Peru between water, lithium and satellites: how to face new global conflicts without losing Pachamama
- Alfredo Arn
- 20 sept
- 3 Min. de lectura

Peru exports gold, copper and fish, but it even imports the sensors that measure air quality in Lima. As the world fights over lithium, freshwater, and satellite orbits, the country has become a privileged observatory of lethal interdependence; its glaciers store 70 percent of Andean water, the neighboring Salar de Uyuni contains half of the world's lithium, and its coastline is home to the tracking stations that China and the U.S. want to monitor space. The question is whether Peru will continue to be a logistics corridor for others or will it manage to turn its geography into strategic sovereignty.
Water is the first front. The Cordillera Blanca has lost 40% of its volume since 1970 and the Rimac basin – which supplies 10 million Lima residents – reduces its flow by 3% per year. Chile plans to divert the Lauca and Bolivia wants to irrigate the Altiplano with water from Titicaca; without an updated trilateral treaty, Lima could be forced to desalinate the Pacific, which would raise its energy bill by 25% and increase dependence on lithium that others extract from the highlands.
Lithium, precisely, passes by without stopping. Peru does not have salt flats comparable to those of the Argentina-Bolivia-Chile triangle, but it is home to 6% of the world's reserves of tantalum – an essential mineral for cell phone capacitors and electric cars – and high-grade copper that is already quoted as a "critical metal" in Washington. The risk is to repeat history: export copper concentrate to China and buy back the high-voltage cables. The expanded Toromocho Project could add a copper-electrolysis smelter if it is required, as Indonesia did, that all gross exports be accompanied by a local refining plan within five years.
Biotechnology opens a reverse window; to export knowledge about biodiversity before others patent our life. The Universidad Peruana Cayetano Heredia sequenced 1,200 Amazonian plants and released the database under a Creative Commons license; there is a lack of a bio frontier fund – financed with 1% of the mining royalty – that pays Peruvian PhDs to edit these molecules with CRISPR and releases the results without royalties to indigenous cooperatives, blocking biopiracy by European pharmaceutical companies.
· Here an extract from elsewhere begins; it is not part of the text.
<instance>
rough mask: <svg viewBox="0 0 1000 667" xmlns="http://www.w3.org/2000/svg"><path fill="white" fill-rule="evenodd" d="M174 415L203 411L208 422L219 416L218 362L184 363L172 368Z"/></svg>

Food is already generating diplomatic shock: when Russia invaded Ukraine, Peruvian wheat rose 40% and bread became news. The country imports 80% of the wheat it consumes, but exports asparagus and mangoes that require water that we do not have. The solution involves drought-resistant wheat seeds developed at the La Molina experimental station and a dry corridor of technified irrigation in Piura and Lambayeque that reduces water consumption by 30% using copper-tantalum sensors made in Peru.
Space is the new plateau. The Chilca tracking station that China built in 2019 – without going through a public tender – captures data from BeiDou satellites that guide missiles and distribute credits on the Belt and Road. Peru has just signed the SPARTAN program with NASA to monitor glaciers, but there is no law that requires the sharing of the images with the Peruvian State. An earth observation law could require that any satellite contract cede 20% of the images of its own territory to Peru, as the European Union already does with Copernicus.
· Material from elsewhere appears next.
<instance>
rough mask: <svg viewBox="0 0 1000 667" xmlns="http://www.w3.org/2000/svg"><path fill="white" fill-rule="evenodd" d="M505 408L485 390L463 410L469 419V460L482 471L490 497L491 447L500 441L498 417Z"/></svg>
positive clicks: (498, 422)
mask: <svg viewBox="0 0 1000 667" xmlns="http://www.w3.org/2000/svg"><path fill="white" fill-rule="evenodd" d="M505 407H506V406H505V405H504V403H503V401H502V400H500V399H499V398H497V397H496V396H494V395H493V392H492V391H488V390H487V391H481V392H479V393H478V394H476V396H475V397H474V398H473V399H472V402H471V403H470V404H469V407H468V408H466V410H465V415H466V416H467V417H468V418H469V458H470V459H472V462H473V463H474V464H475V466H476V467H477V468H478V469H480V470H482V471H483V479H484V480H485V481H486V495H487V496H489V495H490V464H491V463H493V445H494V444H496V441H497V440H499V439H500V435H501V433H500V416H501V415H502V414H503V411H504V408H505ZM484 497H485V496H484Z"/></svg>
Artificial intelligence is militarized before it is regulated. The Peruvian Army tests AI-edge drones to monitor the VRAEM, but the chips come from Silicon Valley and the analytics cloud runs on AWS. A Peruvian military CERT — funded with 0.5% of the defense budget — could develop local algorithms on open RISC-V hardware and store metadata in a government cloud that already operates the National Document Management System, preventing a contractual blackout from blinding anti-narcotics operators.
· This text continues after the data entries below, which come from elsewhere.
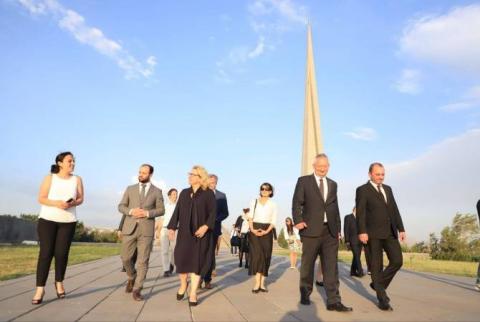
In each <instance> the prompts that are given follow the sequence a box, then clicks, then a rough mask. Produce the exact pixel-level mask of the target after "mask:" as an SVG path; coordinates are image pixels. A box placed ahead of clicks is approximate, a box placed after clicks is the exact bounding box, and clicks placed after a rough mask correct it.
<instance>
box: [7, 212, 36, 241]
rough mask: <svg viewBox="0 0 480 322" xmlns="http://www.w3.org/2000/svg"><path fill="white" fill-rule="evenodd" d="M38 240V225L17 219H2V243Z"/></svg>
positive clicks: (22, 219) (17, 218)
mask: <svg viewBox="0 0 480 322" xmlns="http://www.w3.org/2000/svg"><path fill="white" fill-rule="evenodd" d="M24 240H38V237H37V223H35V222H31V221H26V220H24V219H20V218H16V217H0V243H21V242H22V241H24Z"/></svg>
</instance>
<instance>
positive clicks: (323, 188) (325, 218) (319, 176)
mask: <svg viewBox="0 0 480 322" xmlns="http://www.w3.org/2000/svg"><path fill="white" fill-rule="evenodd" d="M313 175H314V176H315V180H316V181H317V186H318V187H319V189H320V179H323V181H322V182H323V193H324V195H323V196H322V197H323V201H326V199H327V196H328V182H327V177H320V176H317V174H316V173H315V172H314V173H313ZM323 222H327V212H325V213H324V214H323Z"/></svg>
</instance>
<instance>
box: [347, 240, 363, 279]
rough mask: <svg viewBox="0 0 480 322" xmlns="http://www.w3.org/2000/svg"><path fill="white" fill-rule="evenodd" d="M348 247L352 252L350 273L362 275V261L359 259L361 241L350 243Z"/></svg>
mask: <svg viewBox="0 0 480 322" xmlns="http://www.w3.org/2000/svg"><path fill="white" fill-rule="evenodd" d="M350 248H351V250H352V254H353V258H352V265H351V267H350V275H363V267H362V261H361V260H360V255H361V254H362V248H363V246H362V244H361V243H354V244H350Z"/></svg>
Peru doesn't need a new Marshall Plan; it needs to turn its strategic geography into locally captured value. If Lima demands copper refining, Loreto releases patent-free CRISPR seeds, Piura reduces water with national sensors, and Chilca shares satellite images, the country will go from being a commodity corridor to a node of Andean-Amazonian sovereignty in the era where water, lithium, and data are worth more than the gold we already mine.